Where are you, President Sanders?



The US Democratic Party establishment has now paid the highest of all electoral prices for previously sabotaging the candidacy of veteran socialist Bernie Sanders in favour of such a deeply compromised neo-liberal insider as Hillary Clinton.   At moments of deep national crisis and self-division, if you do not offer working-class voters a leftwing populism, you will tend to get a populism of the right –  and sometimes the far right – instead, as we ourselves recently saw with the Brexit vote.  Donald Trump appealed to an American working class which has lost out so deeply to globalisation, with many of its traditional manufacturing jobs exported overseas, and waves of mass immigration undercutting its grasp on the remaining low-wage service jobs at home. 

Can left-liberalism, or even the metropolitan Left itself, simply not see the truth in such arguments, or how deeply they accord with the experience of the US “rustbelt” or of our own working-class neighbourhoods?  Good as he is on many other policies, Jeremy Corbyn clearly doesn’t have a clue on this, as when he announced recently, of EU immigration to London, “I don’t think too many have come”.  Until we have a Left politics that can actually tap into contemporary working-class anxieties, as Sanders in his campaign to be Democratic presidential nominee did indeed seem to be doing, it will be the Right – Trump in the US, the Tory hard-Brexiteers or UKIP over here – that capitalises on the very profound disaffection with the current world economic system that so clearly exists.  

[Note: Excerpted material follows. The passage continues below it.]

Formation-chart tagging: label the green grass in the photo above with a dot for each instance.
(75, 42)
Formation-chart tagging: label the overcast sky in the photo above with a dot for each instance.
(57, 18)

No William Morris link worked in here, I admit; but today's political events are so momentous I feel I can justifiably do without one for once.

Saturday 5 November 2016

In Defence of Libraries



In her epic biography of Morris, Fiona MacCarthy calls him ‘one of nature’s library users, perhaps because he came to behave as if he owned them’; and she tells H.M. Hyndman’s story of Morris effortlessly dating illuminated missals in the Bodleian Library in Oxford.  In News from Nowhere Henry Morsom travels to Oxford to ‘get a book or two’ out of the Bodleian, so it is good to know that in utopia that prestigious institution will be democratised, and become a lending rather than purely reference library.  I think we can safely assume, then, that Morris would support today’s demonstration in London in defence of public libraries, particularly since it involves a march between those eminently Morrisian locations, the British Library and Trafalgar Square.


As an excellent article in today’s Guardian informs us: 1/ spending by councils on library services fell by 20% between 2010 and 2015; 2/ 25% of all jobs in libraries – some 8000 in total – have been lost since May 2010; and 3/ one in eight council-run libraries has been closed or transferred out of the public sector in the past six years.  We might have thought the Tory austerity project had been thoroughly overtaken by the complications of Brexit, but no, it is alive and viciously kicking, just as much as it ever was in the Cameron-Osborne years.  Our public libraries, which are such crucial cultural resources for disadvantaged families (as I know from my own childhood), are being butchered by the Conservatives, so more power to the elbows of our admirable London protestors!